Rosalía, una diva cándida en el Primavera Sound
El último fenómeno del pop español ofrece un espectáculo lleno de espontaneidad en uno de los puntos álgidos de la jornada de clausura del certamen musical
Lo de Rosalía es un poco como lo de la gastronomía española. Para unos, es Ferran Adrià, un tipo genial y único que, a partir de los principios de lo que somos y comemos, llegó al futuro y allí se encontró al resto del planeta aplaudiendo. Para otros, es Jamie Oliver, un tipo que le puso chorizo a la paella y logró irritar a los padres de las esencias. La de Sant Esteve de Ses Rovires (Barcelona) se subió al escenario Pull & Bear para hacer lo suyo con una ingente cantidad de gente venida de Barcelona, Valencia o incluso Newcastle, haciéndose sitio a eso de las diez de la noche del sábado para verla de cerca en uno de los momentos más esperados de la última jornada del festival Primavera Sound. Sin pensar en las dudas ni en las certezas que despierta. Ni duelos ni quebrantos.

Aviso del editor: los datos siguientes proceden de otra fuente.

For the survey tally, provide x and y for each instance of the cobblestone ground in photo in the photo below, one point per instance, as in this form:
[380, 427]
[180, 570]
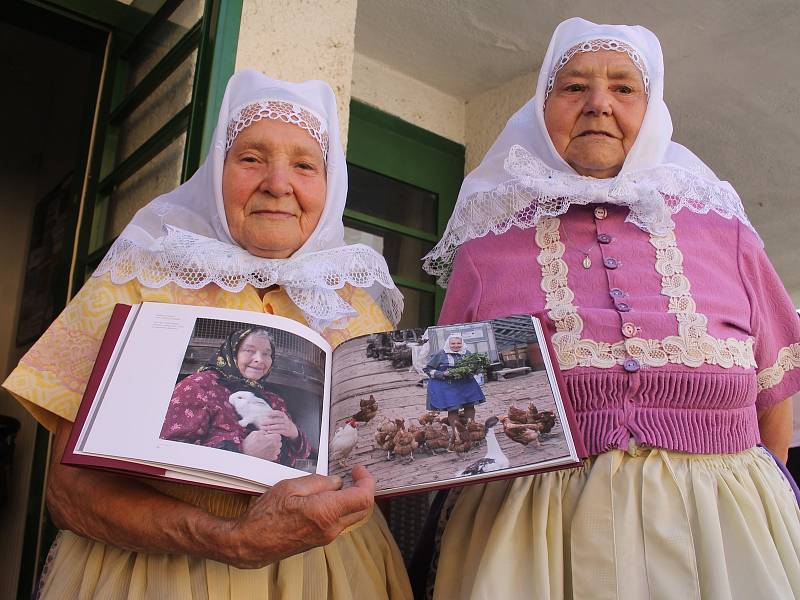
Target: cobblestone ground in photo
[356, 377]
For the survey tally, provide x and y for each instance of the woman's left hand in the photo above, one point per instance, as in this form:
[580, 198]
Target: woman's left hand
[279, 422]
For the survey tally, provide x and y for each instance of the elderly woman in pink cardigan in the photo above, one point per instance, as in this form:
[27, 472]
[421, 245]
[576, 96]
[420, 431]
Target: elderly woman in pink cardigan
[678, 344]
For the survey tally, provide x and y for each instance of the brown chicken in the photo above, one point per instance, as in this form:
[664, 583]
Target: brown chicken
[384, 436]
[476, 432]
[369, 408]
[428, 418]
[459, 441]
[547, 419]
[522, 433]
[418, 433]
[437, 437]
[404, 444]
[517, 415]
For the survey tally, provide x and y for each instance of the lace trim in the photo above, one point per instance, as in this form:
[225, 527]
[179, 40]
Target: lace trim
[193, 261]
[788, 360]
[693, 346]
[278, 110]
[534, 191]
[595, 46]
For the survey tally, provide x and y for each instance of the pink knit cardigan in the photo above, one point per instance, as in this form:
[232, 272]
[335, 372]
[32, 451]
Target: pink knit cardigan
[676, 341]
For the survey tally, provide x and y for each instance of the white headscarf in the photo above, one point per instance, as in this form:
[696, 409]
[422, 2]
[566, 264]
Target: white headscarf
[452, 337]
[523, 178]
[182, 237]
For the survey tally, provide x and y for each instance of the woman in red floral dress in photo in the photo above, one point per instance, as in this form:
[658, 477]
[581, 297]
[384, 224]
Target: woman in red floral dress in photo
[200, 411]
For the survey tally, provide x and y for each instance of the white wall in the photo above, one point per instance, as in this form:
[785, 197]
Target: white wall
[296, 41]
[396, 93]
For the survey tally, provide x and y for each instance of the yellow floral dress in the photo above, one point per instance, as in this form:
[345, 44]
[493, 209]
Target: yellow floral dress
[361, 564]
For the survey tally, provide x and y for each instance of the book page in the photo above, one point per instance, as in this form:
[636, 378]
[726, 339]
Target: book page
[431, 408]
[191, 384]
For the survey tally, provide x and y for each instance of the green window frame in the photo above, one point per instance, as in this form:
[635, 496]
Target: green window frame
[215, 37]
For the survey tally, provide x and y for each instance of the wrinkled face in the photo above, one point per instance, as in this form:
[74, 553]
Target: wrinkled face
[456, 344]
[254, 356]
[273, 188]
[595, 111]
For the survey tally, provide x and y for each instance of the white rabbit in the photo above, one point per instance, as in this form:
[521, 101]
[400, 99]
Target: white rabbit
[250, 407]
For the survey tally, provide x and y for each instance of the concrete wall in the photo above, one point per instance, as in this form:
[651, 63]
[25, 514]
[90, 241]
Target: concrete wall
[396, 93]
[42, 121]
[296, 41]
[487, 113]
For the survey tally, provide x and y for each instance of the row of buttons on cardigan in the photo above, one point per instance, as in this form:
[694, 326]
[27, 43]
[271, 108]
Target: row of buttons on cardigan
[629, 330]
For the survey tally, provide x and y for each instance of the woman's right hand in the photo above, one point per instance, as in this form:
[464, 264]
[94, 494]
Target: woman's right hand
[127, 513]
[262, 445]
[297, 515]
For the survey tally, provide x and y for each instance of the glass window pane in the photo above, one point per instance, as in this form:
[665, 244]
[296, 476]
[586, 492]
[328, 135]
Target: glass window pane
[418, 310]
[163, 38]
[392, 200]
[403, 254]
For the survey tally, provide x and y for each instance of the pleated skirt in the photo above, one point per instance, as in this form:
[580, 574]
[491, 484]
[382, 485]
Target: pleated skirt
[627, 525]
[363, 563]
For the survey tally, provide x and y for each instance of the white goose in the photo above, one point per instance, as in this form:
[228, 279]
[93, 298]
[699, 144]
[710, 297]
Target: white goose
[494, 460]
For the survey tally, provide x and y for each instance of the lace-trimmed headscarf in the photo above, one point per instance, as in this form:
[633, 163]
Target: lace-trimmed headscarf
[522, 178]
[182, 237]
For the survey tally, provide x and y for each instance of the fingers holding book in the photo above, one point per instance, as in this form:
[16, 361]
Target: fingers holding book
[299, 514]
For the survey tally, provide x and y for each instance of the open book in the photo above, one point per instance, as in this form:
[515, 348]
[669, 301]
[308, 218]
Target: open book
[196, 395]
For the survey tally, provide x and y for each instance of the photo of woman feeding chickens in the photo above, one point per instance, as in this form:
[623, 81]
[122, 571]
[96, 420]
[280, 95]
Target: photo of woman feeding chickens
[418, 407]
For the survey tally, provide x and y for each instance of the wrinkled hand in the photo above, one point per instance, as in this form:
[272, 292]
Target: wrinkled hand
[262, 445]
[297, 515]
[280, 423]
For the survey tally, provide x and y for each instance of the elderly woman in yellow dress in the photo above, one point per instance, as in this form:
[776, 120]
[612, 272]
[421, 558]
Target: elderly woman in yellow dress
[258, 227]
[678, 345]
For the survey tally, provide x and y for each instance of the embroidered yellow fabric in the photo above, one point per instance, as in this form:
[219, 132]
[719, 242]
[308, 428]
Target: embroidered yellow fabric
[692, 346]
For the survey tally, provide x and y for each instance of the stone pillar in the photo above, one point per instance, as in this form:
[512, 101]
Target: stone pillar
[300, 40]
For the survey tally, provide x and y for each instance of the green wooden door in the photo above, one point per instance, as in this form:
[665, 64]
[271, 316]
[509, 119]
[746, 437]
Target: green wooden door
[162, 80]
[404, 182]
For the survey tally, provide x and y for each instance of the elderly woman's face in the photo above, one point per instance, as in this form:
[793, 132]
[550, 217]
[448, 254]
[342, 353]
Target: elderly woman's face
[595, 110]
[273, 187]
[254, 356]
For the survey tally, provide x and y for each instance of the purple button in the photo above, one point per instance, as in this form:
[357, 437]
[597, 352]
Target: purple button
[631, 365]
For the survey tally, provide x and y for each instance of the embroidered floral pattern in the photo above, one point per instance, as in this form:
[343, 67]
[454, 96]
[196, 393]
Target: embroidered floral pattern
[693, 346]
[788, 360]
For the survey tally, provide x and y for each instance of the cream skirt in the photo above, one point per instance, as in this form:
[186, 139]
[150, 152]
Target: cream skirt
[359, 565]
[635, 525]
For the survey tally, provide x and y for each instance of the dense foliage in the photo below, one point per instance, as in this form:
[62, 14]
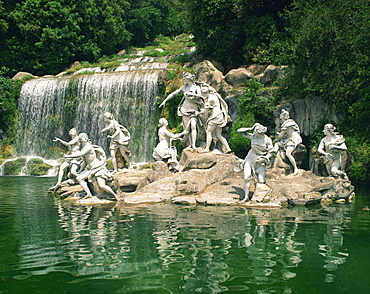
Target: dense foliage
[237, 32]
[45, 36]
[326, 45]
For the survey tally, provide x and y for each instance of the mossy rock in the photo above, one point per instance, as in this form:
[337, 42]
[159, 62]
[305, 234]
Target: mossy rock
[14, 167]
[36, 167]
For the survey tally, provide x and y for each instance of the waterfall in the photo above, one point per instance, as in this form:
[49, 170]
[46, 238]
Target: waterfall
[49, 107]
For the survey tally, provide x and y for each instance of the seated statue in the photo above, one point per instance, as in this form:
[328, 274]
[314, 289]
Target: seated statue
[119, 136]
[189, 108]
[71, 164]
[288, 138]
[331, 146]
[93, 166]
[258, 156]
[164, 151]
[218, 117]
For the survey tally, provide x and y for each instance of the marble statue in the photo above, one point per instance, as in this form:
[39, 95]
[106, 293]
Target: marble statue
[288, 138]
[258, 156]
[71, 164]
[331, 146]
[93, 167]
[218, 117]
[119, 136]
[189, 108]
[164, 149]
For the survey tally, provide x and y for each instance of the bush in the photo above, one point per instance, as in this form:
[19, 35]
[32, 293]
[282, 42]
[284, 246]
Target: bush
[36, 167]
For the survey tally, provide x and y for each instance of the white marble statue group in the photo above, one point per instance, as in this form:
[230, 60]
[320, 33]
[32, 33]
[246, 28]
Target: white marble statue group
[201, 107]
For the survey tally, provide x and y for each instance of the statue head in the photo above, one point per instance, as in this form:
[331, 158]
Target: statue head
[261, 129]
[284, 114]
[329, 127]
[162, 122]
[108, 115]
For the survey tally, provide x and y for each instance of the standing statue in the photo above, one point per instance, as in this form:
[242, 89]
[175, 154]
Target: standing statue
[218, 117]
[73, 164]
[189, 107]
[288, 138]
[93, 166]
[331, 146]
[119, 136]
[164, 149]
[258, 156]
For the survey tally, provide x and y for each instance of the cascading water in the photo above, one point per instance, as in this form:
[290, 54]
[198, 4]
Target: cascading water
[49, 107]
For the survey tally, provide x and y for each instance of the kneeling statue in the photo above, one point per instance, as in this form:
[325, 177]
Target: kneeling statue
[331, 146]
[258, 156]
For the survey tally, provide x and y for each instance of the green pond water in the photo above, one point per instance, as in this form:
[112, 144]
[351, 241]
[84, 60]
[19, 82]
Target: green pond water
[51, 246]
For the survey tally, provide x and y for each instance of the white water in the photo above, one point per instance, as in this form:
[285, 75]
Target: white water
[49, 107]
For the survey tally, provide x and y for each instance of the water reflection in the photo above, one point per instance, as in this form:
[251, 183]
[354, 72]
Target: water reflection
[171, 249]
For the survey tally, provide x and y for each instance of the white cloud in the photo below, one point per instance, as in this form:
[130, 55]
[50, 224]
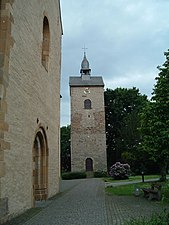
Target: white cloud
[125, 40]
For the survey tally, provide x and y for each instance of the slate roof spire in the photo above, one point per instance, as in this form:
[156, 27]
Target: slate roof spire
[85, 70]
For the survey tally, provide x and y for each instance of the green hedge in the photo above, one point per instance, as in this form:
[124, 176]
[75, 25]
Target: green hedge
[100, 173]
[73, 175]
[155, 219]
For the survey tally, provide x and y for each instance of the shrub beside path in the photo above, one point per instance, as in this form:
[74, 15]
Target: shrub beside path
[84, 202]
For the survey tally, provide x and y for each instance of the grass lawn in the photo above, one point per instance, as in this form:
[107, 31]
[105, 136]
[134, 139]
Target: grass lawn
[132, 178]
[128, 190]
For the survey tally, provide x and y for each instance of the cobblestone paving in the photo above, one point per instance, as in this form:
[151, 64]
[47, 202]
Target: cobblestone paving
[84, 202]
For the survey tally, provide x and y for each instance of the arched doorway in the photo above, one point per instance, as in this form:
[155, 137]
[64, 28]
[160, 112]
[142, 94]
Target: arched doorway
[40, 166]
[89, 165]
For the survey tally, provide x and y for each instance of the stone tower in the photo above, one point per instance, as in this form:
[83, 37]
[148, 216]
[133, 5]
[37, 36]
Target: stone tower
[88, 139]
[30, 62]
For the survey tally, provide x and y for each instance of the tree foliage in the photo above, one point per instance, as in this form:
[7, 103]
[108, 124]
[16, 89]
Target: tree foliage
[155, 120]
[65, 148]
[122, 108]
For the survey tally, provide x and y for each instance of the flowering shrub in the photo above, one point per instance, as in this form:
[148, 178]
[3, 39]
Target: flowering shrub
[120, 171]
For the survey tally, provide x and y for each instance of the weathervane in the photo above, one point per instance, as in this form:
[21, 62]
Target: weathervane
[84, 49]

Arrancó con Pienso en tu mirá y aquello se derritió de placer. A diferencia de las artistas que llevan ya tiempo jugando en la liga de las grandes producciones, los grandes montajes, las grandes intenciones, Rosalía aún mantiene un punto de candidez que la separa del automatismo, que hace que se largue a charlar entre tema y tema, ya sea en catalán, en castellano o en lo que haga falta. Transmite autenticidad y espontaneidad, aun a costa de ralentizar un espectáculo que podría funcionar como un Ferrari, pero es más feliz siendo un 600 recién pintado.
Y eso sucede porque ella no es una diva; cuando da las gracias, las da de verdad, y cuando se abraza al cantante británico de soul digital James Blake, tras terminar de interpretar Barefoot in The Park, se abraza de verdad. Sobre este escenario enorme, bajo unos visuales ambiciosos, rodeando a sus bailarinas y a su coro gitano, Rosalía logra parecer mucho menos de lo que es, y eso la hace ser mucho más de lo que otras jamás conseguirán ser.

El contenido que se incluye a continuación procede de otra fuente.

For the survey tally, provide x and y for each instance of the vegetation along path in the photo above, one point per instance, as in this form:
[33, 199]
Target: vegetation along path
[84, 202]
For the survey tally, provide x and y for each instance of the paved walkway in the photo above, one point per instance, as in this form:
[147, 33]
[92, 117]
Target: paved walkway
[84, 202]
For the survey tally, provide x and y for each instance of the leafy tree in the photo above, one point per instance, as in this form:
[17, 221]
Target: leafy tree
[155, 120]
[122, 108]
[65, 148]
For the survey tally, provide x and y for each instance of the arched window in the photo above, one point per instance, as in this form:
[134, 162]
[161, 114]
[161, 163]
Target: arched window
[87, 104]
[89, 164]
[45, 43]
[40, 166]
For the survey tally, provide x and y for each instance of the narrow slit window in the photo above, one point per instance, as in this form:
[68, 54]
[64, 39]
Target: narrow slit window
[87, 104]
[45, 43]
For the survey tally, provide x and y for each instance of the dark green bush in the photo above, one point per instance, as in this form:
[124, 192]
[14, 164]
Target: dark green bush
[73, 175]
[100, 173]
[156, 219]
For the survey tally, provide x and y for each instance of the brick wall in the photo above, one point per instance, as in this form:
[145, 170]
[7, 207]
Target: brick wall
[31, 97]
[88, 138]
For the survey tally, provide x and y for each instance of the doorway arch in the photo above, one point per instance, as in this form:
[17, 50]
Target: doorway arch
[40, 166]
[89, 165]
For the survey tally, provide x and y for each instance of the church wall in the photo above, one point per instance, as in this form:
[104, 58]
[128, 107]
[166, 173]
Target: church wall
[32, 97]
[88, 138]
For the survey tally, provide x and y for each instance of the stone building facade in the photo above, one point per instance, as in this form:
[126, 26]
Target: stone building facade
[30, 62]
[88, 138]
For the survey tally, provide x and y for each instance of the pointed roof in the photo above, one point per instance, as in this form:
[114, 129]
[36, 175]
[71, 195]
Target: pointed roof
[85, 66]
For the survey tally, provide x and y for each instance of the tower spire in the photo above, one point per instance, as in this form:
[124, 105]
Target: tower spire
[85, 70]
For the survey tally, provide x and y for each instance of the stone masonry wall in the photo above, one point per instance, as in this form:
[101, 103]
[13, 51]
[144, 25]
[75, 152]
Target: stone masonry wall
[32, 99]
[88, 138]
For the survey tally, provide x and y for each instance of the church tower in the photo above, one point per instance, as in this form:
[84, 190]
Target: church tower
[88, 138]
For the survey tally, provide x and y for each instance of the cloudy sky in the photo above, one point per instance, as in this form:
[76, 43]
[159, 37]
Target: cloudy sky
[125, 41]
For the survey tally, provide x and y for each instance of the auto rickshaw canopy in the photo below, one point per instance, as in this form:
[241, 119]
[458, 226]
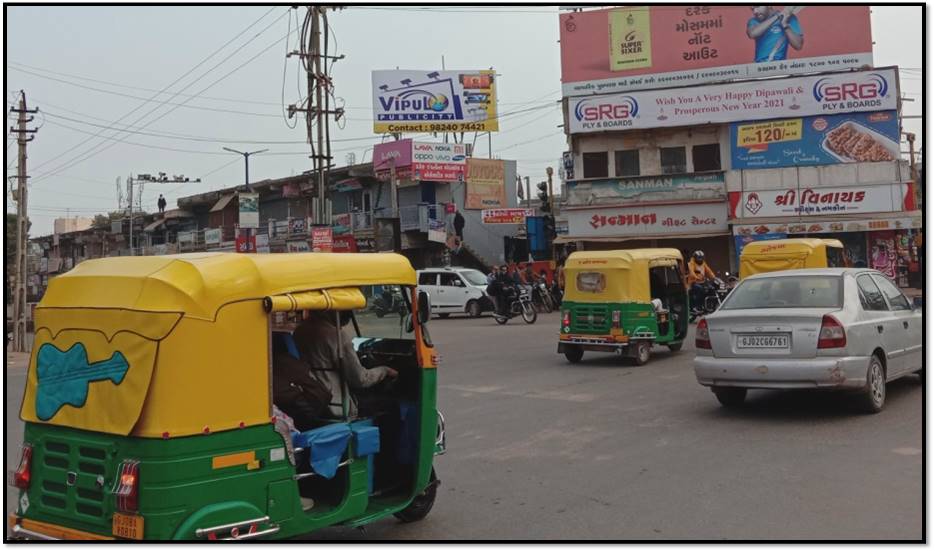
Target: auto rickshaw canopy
[178, 345]
[785, 254]
[624, 273]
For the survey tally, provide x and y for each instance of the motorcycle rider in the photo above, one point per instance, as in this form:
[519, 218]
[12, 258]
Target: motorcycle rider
[698, 273]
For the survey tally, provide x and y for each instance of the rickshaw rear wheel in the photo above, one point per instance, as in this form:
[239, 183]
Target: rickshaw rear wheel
[422, 504]
[573, 354]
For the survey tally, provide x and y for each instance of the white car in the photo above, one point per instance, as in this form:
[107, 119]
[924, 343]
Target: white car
[456, 291]
[829, 328]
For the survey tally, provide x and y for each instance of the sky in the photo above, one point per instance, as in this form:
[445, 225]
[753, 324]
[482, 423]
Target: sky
[88, 68]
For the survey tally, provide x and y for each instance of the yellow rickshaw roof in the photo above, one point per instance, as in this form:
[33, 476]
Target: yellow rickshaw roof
[621, 259]
[198, 284]
[800, 245]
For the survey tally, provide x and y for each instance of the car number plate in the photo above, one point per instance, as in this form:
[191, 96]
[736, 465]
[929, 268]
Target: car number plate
[128, 526]
[763, 341]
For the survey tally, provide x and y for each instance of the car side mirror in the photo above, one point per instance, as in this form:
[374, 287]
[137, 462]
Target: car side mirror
[425, 307]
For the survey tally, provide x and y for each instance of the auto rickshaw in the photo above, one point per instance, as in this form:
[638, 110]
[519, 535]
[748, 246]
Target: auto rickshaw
[149, 414]
[623, 302]
[790, 254]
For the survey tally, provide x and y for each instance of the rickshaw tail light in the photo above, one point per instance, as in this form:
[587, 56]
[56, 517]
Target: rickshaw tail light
[127, 489]
[702, 339]
[23, 473]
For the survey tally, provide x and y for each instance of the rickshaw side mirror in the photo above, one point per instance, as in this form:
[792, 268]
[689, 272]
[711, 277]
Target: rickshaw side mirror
[425, 307]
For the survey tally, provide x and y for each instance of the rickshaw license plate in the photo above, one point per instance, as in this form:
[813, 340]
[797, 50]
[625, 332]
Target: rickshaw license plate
[763, 341]
[128, 526]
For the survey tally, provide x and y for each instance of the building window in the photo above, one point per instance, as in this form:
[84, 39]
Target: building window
[672, 159]
[595, 164]
[706, 158]
[627, 162]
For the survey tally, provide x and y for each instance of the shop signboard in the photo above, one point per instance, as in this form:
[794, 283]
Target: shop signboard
[909, 220]
[486, 184]
[812, 201]
[638, 48]
[820, 140]
[646, 189]
[686, 219]
[322, 239]
[506, 216]
[434, 101]
[826, 94]
[213, 236]
[249, 216]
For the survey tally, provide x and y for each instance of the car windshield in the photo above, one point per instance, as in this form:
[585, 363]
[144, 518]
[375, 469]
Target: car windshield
[474, 277]
[786, 292]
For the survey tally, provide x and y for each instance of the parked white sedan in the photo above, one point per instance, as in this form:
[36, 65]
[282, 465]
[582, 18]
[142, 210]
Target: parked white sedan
[831, 328]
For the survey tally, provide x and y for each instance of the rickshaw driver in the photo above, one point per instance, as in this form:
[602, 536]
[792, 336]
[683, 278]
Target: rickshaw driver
[316, 339]
[698, 273]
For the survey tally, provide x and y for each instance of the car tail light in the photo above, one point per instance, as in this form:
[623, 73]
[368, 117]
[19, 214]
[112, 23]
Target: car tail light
[832, 333]
[702, 338]
[127, 488]
[24, 472]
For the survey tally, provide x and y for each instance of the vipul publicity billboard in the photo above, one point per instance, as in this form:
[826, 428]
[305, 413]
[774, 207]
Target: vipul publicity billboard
[637, 48]
[434, 101]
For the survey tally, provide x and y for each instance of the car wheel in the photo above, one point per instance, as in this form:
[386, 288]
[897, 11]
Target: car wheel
[875, 393]
[730, 397]
[421, 504]
[573, 354]
[642, 353]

Antes del huracán Rosalía, el festival registró otro acontecimiento meteorológico con Kate Tempest. Poeta, novelista y rapsoda, presentaba el que será su nuevo disco, The Book Of Traps And Lessons, producido junto a Rick Rubin, maestro en resucitar zombis del rock, quien, tras un intento fallido de colaboración con la inglesa, ha vuelto a llamarla para terminar la faena. Tempest se mostró relajada. Recitaba, a veces gritaba, y siempre agradecía. El escenario, como viene siendo menester estos días, se fue poco a poco vaciando. Es muy complicado en este Primavera encontrar a alguien que haya visto un concierto entero, lo cual no debería ser necesariamente malo.
Robyn, estrella global
Justo después de Tempest llegó la sueca Robyn, quien tomó al asalto el escenario. Hasta hace unos años era más compositora que intérprete, más cerebro en la sombra que cuerpo bajo los focos. Pero su mutación en estrella global ha sido tan merecida como fulminante y emocionante. Robyn se parece a Tempest en que entiende una música que hace de otra forma totalmente contracultural. Del mismo modo que aquella lleva el hip hop a los clubes de lectura, Robyn arrastra la música de baile hasta las clases de semiótica y las terapias de pareja.

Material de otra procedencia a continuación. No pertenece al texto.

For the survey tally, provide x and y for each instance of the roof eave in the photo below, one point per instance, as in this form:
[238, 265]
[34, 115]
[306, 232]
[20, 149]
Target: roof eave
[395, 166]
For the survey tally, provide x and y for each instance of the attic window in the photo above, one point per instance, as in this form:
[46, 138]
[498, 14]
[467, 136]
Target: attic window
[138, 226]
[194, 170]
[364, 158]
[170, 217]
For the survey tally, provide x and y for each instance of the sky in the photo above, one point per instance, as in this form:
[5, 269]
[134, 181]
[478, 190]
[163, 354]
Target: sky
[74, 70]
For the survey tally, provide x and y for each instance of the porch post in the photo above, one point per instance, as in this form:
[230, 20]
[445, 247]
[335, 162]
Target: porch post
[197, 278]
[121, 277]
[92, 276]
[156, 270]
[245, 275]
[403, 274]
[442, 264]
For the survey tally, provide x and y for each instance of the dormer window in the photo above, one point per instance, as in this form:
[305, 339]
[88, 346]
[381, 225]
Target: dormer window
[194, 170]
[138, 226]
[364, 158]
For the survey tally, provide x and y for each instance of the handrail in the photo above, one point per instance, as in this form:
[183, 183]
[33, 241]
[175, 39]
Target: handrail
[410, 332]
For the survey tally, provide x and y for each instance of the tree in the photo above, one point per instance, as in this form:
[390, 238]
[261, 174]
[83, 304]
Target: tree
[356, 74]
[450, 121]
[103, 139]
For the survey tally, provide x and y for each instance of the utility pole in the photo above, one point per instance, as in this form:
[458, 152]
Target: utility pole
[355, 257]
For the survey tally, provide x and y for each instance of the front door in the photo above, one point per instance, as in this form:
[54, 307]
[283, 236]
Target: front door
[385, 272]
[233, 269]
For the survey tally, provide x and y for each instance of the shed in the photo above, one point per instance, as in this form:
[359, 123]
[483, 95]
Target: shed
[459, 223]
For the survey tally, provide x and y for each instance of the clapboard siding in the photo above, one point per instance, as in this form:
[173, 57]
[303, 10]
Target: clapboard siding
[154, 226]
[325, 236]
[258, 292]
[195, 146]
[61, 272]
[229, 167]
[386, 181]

Con una expresión corporal fascinante y acompañada muy de cerca, mucho, de un bailarín negro, la sueca se zampó el escenario ahondando en ese paradigma del nuevo baile: más flexible que aeróbico. Las cortinas, los tonos azules y malvas y la forma de jugar con los silencios y el vacío, resultaron en un espectáculo notable, que llegó a su cénit con Dancing On My Own. Hoy sabes que va a tocarse algo grande, cuando se encienden los móviles entre el público. Y así fue. Escuchar a la gente perder la voz gritando sin sonido el primer estribillo del tema fue realmente emocionante. Incluso un festival tan físico como este Primavera requiere de momentos tan sentimentales como el que se vivió con aquella canción que bailaba sola en su habitación Lena Dunham en Girls y que es hoy, por derecho propio, himno generacional.